What do Manchester United and western economies have in common? Both are ungovernable right now.
This week will mark a year since the British businessman Jim Ratcliffe bought a stake in the 20-time champions of English football. This also gave him the right to take over all football operations from the Glazer family, who remain majority owners, a move that fans were excited about after more than a decade of being unable to compete with their biggest rivals for major trophies.
The optimism that greeted the Ratcliffe era has since faded. An inability to quickly turn around their underwhelming performances on the pitch has been compounded by a strategy aimed at bolstering the club’s financial situation, which has become a string of PR own goals.
More belt-tightening is on the way, with the BBC reporting last week that further redundancies at the club are being considered as an antidote to the loss of close to $400 million over the past three years – described by insiders as an “unsustainable” situation. Meanwhile, manager Erik ten Hag was dismissed mid-season and Ruben Amorim was brought in.
Amorim is the sixth permanent first-team manager since the serial-winner Alex Ferguson left in 2013. It is also worth noting that before Ferguson, his predecessors since the 1890s number less than 20.
Recent instability at the non-performing football club shouldn’t be surprising, and the failure to meet expectations on the pitch has over time been matched by falling standards away from it, including ageing infrastructure and falling revenue. Debt stands at almost $1 billion. Nearly $2 billion has been spent over the past decade on player transfers.
Fans had lost patience with the Glazer family’s record and Mr Ratcliffe was seen as the very opposite of his American partners. Originally from the Manchester area, he built the chemical maker Ineos into a British industrial champion. While Mr Ratcliffe is not the first to find that football can humble even the most successful people from other walks of life, he was not new to the game or sport in general, owning the French Ligue 1 club Nice and having steered cycling’s Team Sky to success at the Tour de France.
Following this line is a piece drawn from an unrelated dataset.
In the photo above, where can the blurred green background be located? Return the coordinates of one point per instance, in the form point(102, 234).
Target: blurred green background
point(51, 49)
So why has he struggled to find solid ground at Manchester United?
Partly, it is the nature of football and the club, one of the most followed worldwide, that the sheer volume of noise around it drives the narrative. Is it really that bad at United these days or have the former players, pundits and content creators who have made careers out of commentating about the malaise at Manchester United made it so (thanks to the clips of their hot takes and rants viewed millions of times on social media platforms such as YouTube)? Either way, the consensus is that the club has reached a low point in its history.
Meanwhile, the economic performances of key western nations have been about as impressive as Manchester United’s has over the past 10-15 years. Data from the International Monetary Fund shows that the US, the UK and Italy have debt levels that are at ratios above 100 per cent compared to the gross domestic product of these respective countries; France is at over 90 per cent while Germany and Canada are at levels below 50 per cent. Japan is at more than 200 per cent.
In short, these countries are failing economically. And because they are failing economically, they are also failing politically. The political failure is a result of an inability to quickly put in place policies that electorates can be convinced will effectively meet their needs.
Immigration policy paralysis, a stalled economy and a cost-of-living crisis dominate as Germany goes to the polls this weekend, for example. The centre-right Christian Democratic Union is expected to come out on top, but with the far-right Alternative fur Deutschland predicted to place second. The noise around the latter has been amplified by Elon Musk’s public narrative about the weaknesses of Germany and Europe at large.

In the UK, the Labour government is not that new. Yet it has not found its footing and is unable to get its agenda going as events elsewhere keep catching them out. France, meanwhile, has had three different prime ministers in the past 14 months, with President Emmanuel Macron finding his second term far more difficult that his first.
There are two realities that the political classes of these countries have been unable or unwilling to get to grips with, with denial making it far harder for politicians to govern them.
The first is the emergence of giant technology companies that are the equivalent of shadow governments, with their actions reaching beyond borders and their impact being felt by almost every individual on Earth. Governments had spent previous decades ceding different parts of their economies to the private sector, as an act of wealth transference to their populations, only to find that it has all been taken over by Big Tech.
The second reality is a consequence of the 2008 financial crisis. If there was a moment to pinpoint when it all changed for western economies, that was it. That was their equivalent of Ferguson leaving Manchester United more than a decade ago. Following the financial crisis, the governments of developed countries have become prisoners of the bond markets, unable to increase investment in services and spending to improve the quality of life for voters amid technological and climactic trends.
What does all this mean now? Expect political instability and revolving governments to be as much a feature of this period as the changing faces of the managers in the dugout at Old Trafford.